Applause for Prime Minister Harper’s freshly concluded trade deal with the European Union was swift and loud. Ontario Premier Kathleen Wynne joined the celebration last Friday, saying her government would support the proposed Canada-EU Comprehensive Economic and Trade Agreement (CETA) — with conditions.
The province should be compensated by the federal government, said the Premier, for an expected nine-figure increase in drug costs, as well as the effect of subsidized European cheese imports on local dairy farmers and possible hardship at Ontario wineries.
Think about that for a second. The feds will hand money over to Ontario, who will in turn hand much of it over to pharmaceutical giants. Taxpayers like you and me will be padding the bottom line of already-profitable multinational corporations.
That makes for a very expensive trade deal. It’s even more absurd when you consider that provincial trade officials say they are estimating only $100 million in annual savings to local businesses from tariff reductions.
And it’s not even the full bill the public can expect to pay for CETA. Premier Wynne left out the most expensive part of the EU deal: its investor rights chapter, which on its own could keep the provincial government in the red for decades.
Using the investment protection chapter and investor-to-state dispute settlement process in the North American Free Trade Agreement (NAFTA), U.S. companies have sued Canada for billions of dollars for alleged harm to their profits. No laws need to be broken for a company to sue under these rules, and the government decision, policy, law or other measure does not have to discriminate against foreign firms to violate NAFTA. In fact, in most cases the measures in dispute treat all companies the same.
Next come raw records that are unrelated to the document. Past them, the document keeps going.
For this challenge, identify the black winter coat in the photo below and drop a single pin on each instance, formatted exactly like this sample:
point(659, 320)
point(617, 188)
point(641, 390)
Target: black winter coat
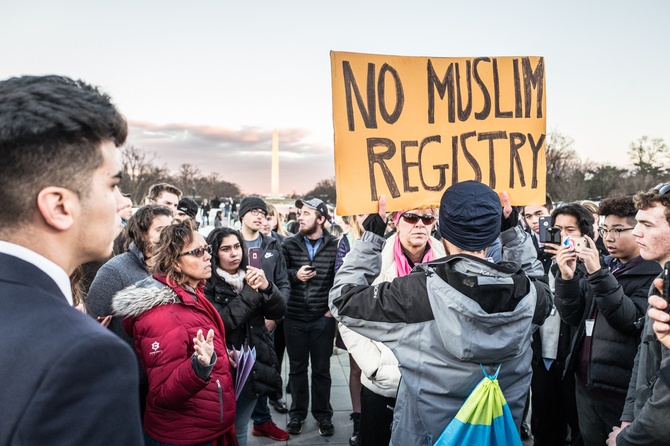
point(274, 265)
point(244, 317)
point(309, 300)
point(619, 304)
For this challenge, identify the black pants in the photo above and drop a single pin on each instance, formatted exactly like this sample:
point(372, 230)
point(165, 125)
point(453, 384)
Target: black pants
point(376, 418)
point(597, 416)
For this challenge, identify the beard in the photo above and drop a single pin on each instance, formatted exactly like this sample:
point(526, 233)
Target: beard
point(309, 230)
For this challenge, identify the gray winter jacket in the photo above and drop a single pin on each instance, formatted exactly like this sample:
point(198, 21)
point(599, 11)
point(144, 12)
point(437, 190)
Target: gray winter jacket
point(442, 321)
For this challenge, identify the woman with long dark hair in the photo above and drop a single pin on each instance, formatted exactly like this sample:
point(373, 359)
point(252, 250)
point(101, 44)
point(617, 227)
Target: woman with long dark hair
point(245, 298)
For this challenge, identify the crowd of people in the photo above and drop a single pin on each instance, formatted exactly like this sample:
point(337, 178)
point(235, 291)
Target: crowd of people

In Canada, those measures have included a ban on trade in hazardous PCB waste, a research and development profit-sharing program in Newfoundland and Labrador, the decision to build a second bridge from Windsor to Detroit, a temporary moratorium on hydraulic fracturing (fracking) in Quebec, and a Canadian court ruling in a patent dispute between generic and brand name drug companies.
Ontario has been the target of several high-profile investor lawsuits against government decisions or policies.
For example, in the recently settled St. Marys Cement case, the company was denied a permit to dig a quarry on prime Ontario farmland outside of Hamilton. The local community objected to the plan, which would have had a considerable impact on the area’s watershed. The government, thankfully, listened.
But rather than challenge the quarry decision in court, St. Marys Cement threatened to take the matter before a private, paid and largely unaccountable three-person NAFTA investment tribunal. The decision would have been final, with no room for an appeal. Though this particular case never made it to arbitration, Ontario eventually paid the cement company $15 million for dropping the matter.
In other words, we had to pay St. Marys Cement not to dig a quarry.
Two outstanding NAFTA cases against Ontario’s renewable energy policies provide more examples. The first challenges a temporary moratorium on offshore wind development while the impacts on water are studied. The second attacks the Green Energy Act, partly for its domestic content quotas on wind and solar parts. Combined, the U.S. investors in these cases are claiming compensation of more than $1.2 billion for perceived violations of their right to fair and equitable treatment, or for indirect expropriation of profits. These “rights” are not accessible to Canadian companies.
In total, Canada has paid more than $160 million in awards or settlements to U.S. companies because of NAFTA lawsuits. Globally, investment panels have awarded more than $3.5 billion to U.S. corporations alone in their crusade against government decisions that have interfered with profits.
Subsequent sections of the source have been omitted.